Szene aus dem Film «Platzspitzbaby»: 1986 bis 1992 war der Platzspitz, ein kleiner Park beim Hauptbahnhof Zürich, Treffpunkt der grössten offenen Drogenszene Europas.

Berührende Autobiografie

«Platzspitzbaby» – Kinderhölle im Drogensumpf

Die grösste offene Drogenszene Europas, eine schwer abhängige Mutter, ein kleines Mädchen, das nur ein normales Leben führen möchte: Das sind die Zutaten für eine Geschichte, die wie die Nadeln darin unter die Haut geht.

«Du muesch ufhörä!», schreit Mia ihre Mutter an, nachdem gerade ein Bekannter in nächster Nähe vor ihren Augen an einer Überdosis gestorben ist. Genau wissend, dass ihrer Mutter dies ebenso passieren könnte.

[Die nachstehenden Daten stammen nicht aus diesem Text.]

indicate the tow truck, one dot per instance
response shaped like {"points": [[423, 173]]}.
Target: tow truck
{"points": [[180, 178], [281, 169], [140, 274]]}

Zwischen 1986 und 1992 war der Platzspitz, ein kleiner Park hinter dem Schweizer Landesmuseum beim Zürcher Hauptbahnhof, Treffpunkt von Drogenabhängigen und Dealern. Bis zu 3000 Menschen hielten sich täglich auf dem Platz auf und kauften und konsumierten Drogen. Der Film «Platzspitzbaby» basiert auf der gleichnamigen Autobiografie von Michelle Halbheer, die ihre Kindheitserinnerungen zusammen mit der Journalistin Franziska K. Müller 2013 publizierte. Das Drama erzählt die Geschichte der 11-jährigen Mia (Luna Mwezi), die gefangen zwischen der Liebe zu ihrer Mutter Sandrine (Sarah Spale), deren Drogensucht und dem Bedürfnis nach Normalität regelrecht zerrissen wird.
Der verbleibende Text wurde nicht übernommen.